A lighter trigger pull is accomplished by a weaker hammer spring, at that point, either a target designed trigger, or accepting that hard primers will become a problem is necessary. That's another point of the AR, too much screwing around with the dynamics is again self limiting. There's a lot of ways to mess it up, and some post every month how they did.
1) File, grind, or excessively stone the sear engagements. Don't. And if you do, expect to remove the case hardening and have the sears wear down in a few hundred rounds. Even the best trigger tuner in America can't prevent cheap case hardened parts from going soft when ground down.
2) Clip, cut, or unspring the hammer spring - which controls the weight of the pull. Don't. The AR is a COMBAT TACTICAL design, a 6-8 pound pull wasn't just a number picked off the dartboard to frustrate shooters. Adrenaline filled twentysomethings exiting armored combat vehicle hatches, banging through doorways, or fighting thru dense vegetation need the protection of a trigger pull they can depend on, not one that can be jarred off when dropped. It's there for a reason - to keep from shooting your buddy in the back. If you lighten it, take the responsibility to treat it for what it now is, a touchy range and bench gun, NOT a rough and tumble woods and combat bangstick.

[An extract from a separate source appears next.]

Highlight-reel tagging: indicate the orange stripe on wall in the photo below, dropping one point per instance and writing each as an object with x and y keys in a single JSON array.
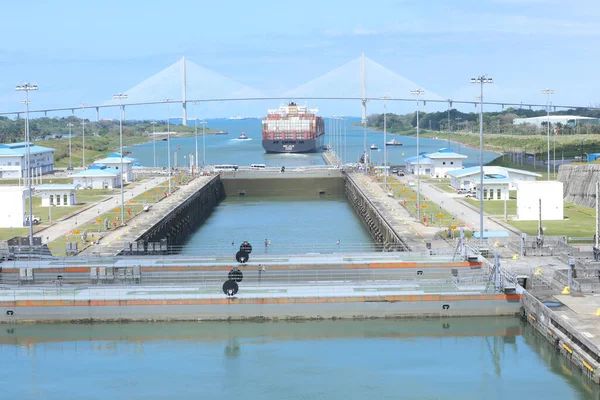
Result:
[{"x": 297, "y": 300}]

3) For a hunting or home gun, you don't need to spend $100+ on a fancy drop in trigger. Especially if you only shoot it irregularly, like sighting in before the season. "Investing" in a good trigger only pays real dividends when you practice with it - thousands of rounds a year - otherwise, it's money wasted just sitting in the closet. You can spend $10,000 on tools and a roll around box to put them in, that expense doesn't make you a Nascar or Formula One mechanic. It does mean you don't have the money doing something else, so it costs you in lost opportunity or other value contribution. Simple Econ 101, most testosterone impacted beings have severe mental changes that preclude accepting this.
You CAN work on your trigger and make some changes, you just have to be smart enough to know what you CAN'T do. I have no problem with those recommending caution, but thats for the great unwashed. Those guys can break bowling balls and not even be trying.